Antonov, a leading investment analyst at Go Invest, sees this as an opportunity for investors to earn higher returns from bonds. He states that it's better for investors to get 14-18% annually from bonds than nothing, or worse. This bullish sentiment is shared by Mikhail Zeltzer, an expert at BCS Mir Investments, who predicts a potential -200 bp reduction in the key rate in September, and percentage cuts in October and December, which could lower the current rate to 14% by year-end.
However, the market's reaction to the rate cut was not as positive as one might expect. This can be attributed to several factors, as explained by the head of the equity analysis department at FG "Finam", Natalia Malykh. She suggests that the market may be underestimating the event of a key rate cut.
One such factor is the cautious or neutral central bank tone. Despite the 200 basis point cut aligning with expectations, the Bank of Russia emphasized ongoing pro-inflation risks including elevated inflation expectations and a tight labor market. This cautious outlook can signal uncertainty or risks ahead, which may spook investors.
Another factor is the concerns about economic fundamentals. A lower key rate sometimes reflects the central bank’s concern about slower growth or recession risk. If investors interpret the rate cut as a response to deteriorating economic conditions or expect inflation risks that could derail growth, they may sell stocks even on "positive" rate cut news.
The timing and anticipation effects also play a significant role. If markets had priced in a larger or quicker cut, a smaller-than-expected reduction or a cautious message can trigger disappointment and a sell-off. Furthermore, the sequencing of rate cuts and inflation forecasts can affect investor sentiment about the trajectory of the economy and monetary policy.
Research shows central banks respond asymmetrically to market moves—cuts often happen after declines and are interpreted as corrective measures to negative economic signals rather than pure positive news. This can make rate cuts appear as responses to troubles rather than growth stimuli.
The increase in the ruble's exchange rate against the yuan was due to speculators selling "yuan" to lock in profits after the event. However, afterwards, the Russian currency quickly relinquished its temporarily gained positions, and by the end of the day, its exchange rate had barely changed from Thursday's close.
Large investors are opting for more reliable bonds due to the uncertainty, according to Antonov. This uncertainty is heavily influencing market participants' sentiment, as per the head of investment consulting at Alor Broker, Aleksei Antonov. Some of the biggest losers last Friday were the shares of heavily indebted companies like Mechel and AFK "Systema", as well as those dependent on housing purchases by the population like Samolet and PIC.
Despite the negative market reaction, Nikita Bredikhín, a leading investment analyst at Go Invest, positively assesses the Moscow Exchange Index's medium-term prospects and sees bank stocks as beneficiaries of a key rate cut.
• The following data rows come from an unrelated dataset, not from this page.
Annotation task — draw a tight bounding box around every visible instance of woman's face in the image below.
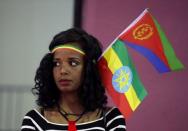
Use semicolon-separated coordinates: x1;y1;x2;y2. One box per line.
53;45;84;92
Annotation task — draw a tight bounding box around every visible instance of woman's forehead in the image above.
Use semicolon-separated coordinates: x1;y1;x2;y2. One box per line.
54;48;83;59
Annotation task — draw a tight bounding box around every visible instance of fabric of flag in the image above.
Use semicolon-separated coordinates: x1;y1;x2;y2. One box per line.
119;9;183;73
98;39;147;118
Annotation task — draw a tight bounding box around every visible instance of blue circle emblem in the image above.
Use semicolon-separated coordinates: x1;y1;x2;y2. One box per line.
112;66;133;93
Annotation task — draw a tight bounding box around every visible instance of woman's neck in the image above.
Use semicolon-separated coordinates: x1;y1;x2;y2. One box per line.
59;93;84;114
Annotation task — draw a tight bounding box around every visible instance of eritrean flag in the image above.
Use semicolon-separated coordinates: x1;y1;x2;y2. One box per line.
119;9;183;73
98;39;147;118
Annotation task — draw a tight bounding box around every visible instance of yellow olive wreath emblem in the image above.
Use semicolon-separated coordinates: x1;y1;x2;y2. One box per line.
133;24;153;40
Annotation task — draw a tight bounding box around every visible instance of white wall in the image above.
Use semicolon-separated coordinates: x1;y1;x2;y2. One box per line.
0;0;74;130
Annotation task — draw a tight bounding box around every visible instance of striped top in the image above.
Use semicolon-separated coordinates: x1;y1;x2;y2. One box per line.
21;107;126;131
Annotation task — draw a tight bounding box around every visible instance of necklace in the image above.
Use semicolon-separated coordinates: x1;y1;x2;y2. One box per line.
57;105;85;131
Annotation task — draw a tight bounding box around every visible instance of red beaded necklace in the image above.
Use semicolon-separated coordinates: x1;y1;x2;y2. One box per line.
58;105;85;131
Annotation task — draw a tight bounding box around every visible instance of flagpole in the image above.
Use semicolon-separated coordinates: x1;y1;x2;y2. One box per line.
97;8;149;61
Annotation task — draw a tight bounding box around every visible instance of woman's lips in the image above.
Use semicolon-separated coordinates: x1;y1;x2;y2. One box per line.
59;79;71;86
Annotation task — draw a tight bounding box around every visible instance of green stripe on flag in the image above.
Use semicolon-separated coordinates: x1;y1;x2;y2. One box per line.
152;17;184;70
112;40;147;101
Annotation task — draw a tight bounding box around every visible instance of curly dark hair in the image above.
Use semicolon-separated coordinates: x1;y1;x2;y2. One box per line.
32;28;107;111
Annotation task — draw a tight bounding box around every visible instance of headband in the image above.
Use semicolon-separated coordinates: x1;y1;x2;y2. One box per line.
51;44;85;55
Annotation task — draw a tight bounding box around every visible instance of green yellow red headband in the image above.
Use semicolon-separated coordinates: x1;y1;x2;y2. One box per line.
51;44;85;55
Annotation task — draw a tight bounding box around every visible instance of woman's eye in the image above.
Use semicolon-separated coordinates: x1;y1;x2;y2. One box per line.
53;61;60;67
69;61;80;66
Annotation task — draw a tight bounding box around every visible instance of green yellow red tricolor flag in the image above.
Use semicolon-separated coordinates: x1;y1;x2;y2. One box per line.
98;39;147;118
98;9;183;118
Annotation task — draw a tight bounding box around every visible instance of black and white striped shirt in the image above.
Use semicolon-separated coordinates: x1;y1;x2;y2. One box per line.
21;107;126;131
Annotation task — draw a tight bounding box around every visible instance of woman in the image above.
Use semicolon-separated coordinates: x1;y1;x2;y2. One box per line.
21;28;126;131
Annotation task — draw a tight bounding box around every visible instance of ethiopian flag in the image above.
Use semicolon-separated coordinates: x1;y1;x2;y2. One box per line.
119;9;183;73
98;39;147;118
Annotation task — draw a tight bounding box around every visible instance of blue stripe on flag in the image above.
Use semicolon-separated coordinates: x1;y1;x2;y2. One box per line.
124;41;170;73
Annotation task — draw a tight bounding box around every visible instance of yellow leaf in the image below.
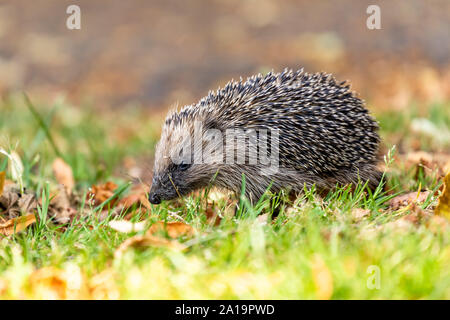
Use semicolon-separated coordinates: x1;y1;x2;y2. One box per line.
0;213;36;236
434;172;450;219
52;158;75;194
0;171;6;196
114;234;186;258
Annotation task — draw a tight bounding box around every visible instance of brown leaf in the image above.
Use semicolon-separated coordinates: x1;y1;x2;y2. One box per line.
52;158;75;194
147;221;194;238
108;220;147;233
0;171;6;197
87;181;117;207
389;191;430;210
434;172;450;219
0;184;37;219
351;208;370;220
0;213;36;236
114;234;186;258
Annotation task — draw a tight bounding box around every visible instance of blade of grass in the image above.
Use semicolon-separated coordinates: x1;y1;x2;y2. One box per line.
23;92;64;159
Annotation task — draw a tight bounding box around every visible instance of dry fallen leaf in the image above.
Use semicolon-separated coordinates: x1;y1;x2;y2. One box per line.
52;158;75;194
312;255;333;300
108;220;147;233
0;171;6;197
119;185;152;210
0;184;37;219
48;185;78;224
87;181;117;207
434;172;450;219
114;234;186;258
147;221;194;238
0;213;36;236
389;191;430;210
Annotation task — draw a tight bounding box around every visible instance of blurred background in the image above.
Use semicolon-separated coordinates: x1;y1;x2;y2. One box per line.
0;0;450;110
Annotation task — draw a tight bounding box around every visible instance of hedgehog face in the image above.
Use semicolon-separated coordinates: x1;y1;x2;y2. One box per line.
149;116;212;204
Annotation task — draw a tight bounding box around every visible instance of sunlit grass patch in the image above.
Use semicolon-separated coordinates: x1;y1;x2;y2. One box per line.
0;97;450;299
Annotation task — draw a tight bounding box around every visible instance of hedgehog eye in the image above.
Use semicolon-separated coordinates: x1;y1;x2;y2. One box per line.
178;163;191;171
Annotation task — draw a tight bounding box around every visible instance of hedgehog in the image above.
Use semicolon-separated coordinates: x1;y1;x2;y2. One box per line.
149;69;382;204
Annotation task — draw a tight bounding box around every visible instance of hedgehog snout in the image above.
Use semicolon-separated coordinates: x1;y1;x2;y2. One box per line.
148;193;161;204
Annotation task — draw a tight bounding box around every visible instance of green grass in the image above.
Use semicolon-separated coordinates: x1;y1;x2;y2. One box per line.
0;96;450;299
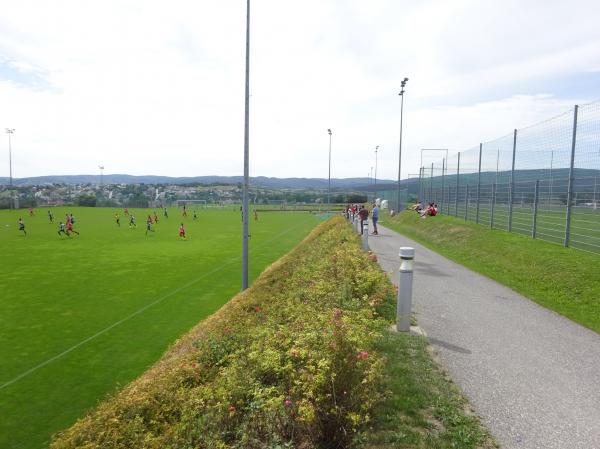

The head of investment consulting at Alor Broker, Aleksei Antonov, also believes that the uncertainty surrounding potential U.S. sanctions is heavily influencing market participants' sentiment.
Mikhail Zeltzer, on the other hand, expects the Moscow Exchange Index to return to the 2900-3000 range in the medium term and reach 3200 on an annual horizon. Bredishein, however, notes that a key rate cut is negative for the ruble, considering that a tight monetary policy was the key factor in its strengthening in the first half of the year.
In conclusion, the market can fall on positive interest rate cut news when the cut signals central bank caution, ongoing risks, or weaker economic outlooks rather than unambiguously stronger growth prospects. This explains why following the Bank of Russia’s July meeting, despite the expected rate cut, cautious guidance and risks led to negative market reactions.
Antonov, an investment analyst at Go Invest, believes that the recent rate cut by the Central Bank of Russia presents an opportunity for investors to earn higher returns from bonds, suggesting it's better to receive 14-18% annually from bonds rather than nothing, or worse.
Despite Nikita Bredikhín, another leading investment analyst at Go Invest, positively assessing the Moscow Exchange Index's medium-term prospects, the market's reaction to the rate cut was not as positive as expected, with concerns about economic fundamentals and the central bank's cautious outlook affecting investor sentiment.